Our 10 month old rescue is absolutely wonderful with people - friendly, submissive, and happy. She seems to be terrified of new dogs. We've only had her for two days, so I don't know if this is residual from her time in the shelter or if she was attacked at some point, but she hides behind her handler (me or my husband), tries to get away, and won't even approach the other dog. How can we encourage her to at least give new dogs a sniff? She did have a friend in the shelter that she shared a kennel with and played with, so I know she CAN make friends, but she's resistant.

The other issue is the crate. So far we haven't had to use it, but at the shelter we were told she was returned by her previous adopters because she cried in the crate and chewed some things (she was only 6-7 months old, then, so prime chewing age) and they lived in an apartment. She hasn't shown any tendency to chew anything but her toys in the 2 days we've had her, but I am fairly confident she is going to display separation anxiety if we try to leave her alone. We bought a crate the first day and just setting it up in the living room upset her so much that I haven't made a move to put her in it - just left it there so she can get used to its presence. She sleeps in a bed on our bedroom floor and has been perfect both nights, all night. She isn't at all motivated by food - the food in her bowl goes untouched for hours on end, and 12 hours later she still hasn't finished it all, and the same with treats; she'll bring them to her bed and leave them there for hours until she feels like eating them. so, feeding her in her crate is not going to be an option for getting her used to it.

There is generally someone home all day because my husband and I work different shifts. However, we want to go out for a couple of hours this week and I don't know whether I should leave her with the run of the house and risk her destroying things (purely speculation because she might be fine) or put her in the crate and definitely upset her/possibly set back crate training considerably.
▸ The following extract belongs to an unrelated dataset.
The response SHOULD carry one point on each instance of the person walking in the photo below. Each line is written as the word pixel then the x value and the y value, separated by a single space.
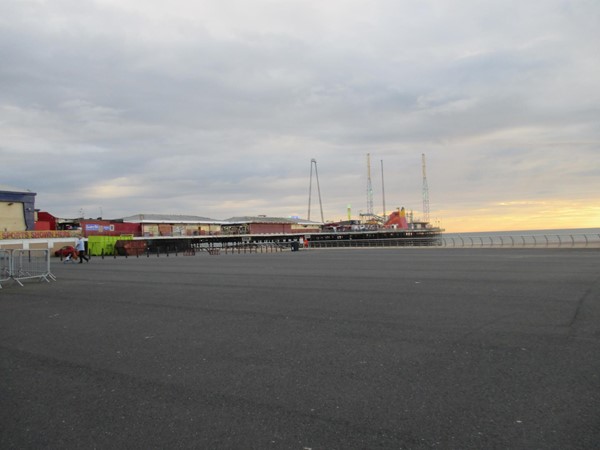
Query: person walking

All thoughts appreciated! I'm also a little concerned leaving her alone in the house because although she hasn't used the bathroom inside yet, she doesn't ask to go out to do it and has incredible bladder control - I took her out 3 times this morning and she didn't go at all; that makes it 12 hours since she'd gone. Before that, she'd held it since yesterday morning, about 17 hours earlier! If I could take her out and know she'd go before I left the house, I'd feel a lot more comfortable about leaving her.


----------



## spotted nikes (Feb 7, 2008)

Look up "Crate games". It'll tech her to like being crated.

Do you have a friend with a well socialized, calm dog that you could walk with, then go back to your house, and let them loose together inside? Walking together will help them get comfortable with each other. Stopping and meeting a dog head on can sometimes stress a dog out, as, meeting head on/being looked in the eye, can be perceived as aggressive/rude.

Maybe consider enrolling in a basic training (positive reinforcement) class in a month or so, to give her time to adjust.

Baby/toddler gates work well for containing dogs, without making them feel trapped. Maybe block off a kitchen/laundry rm and leave a light and radio/tv on, if you go out. Walk her before going, to tire her out.


----------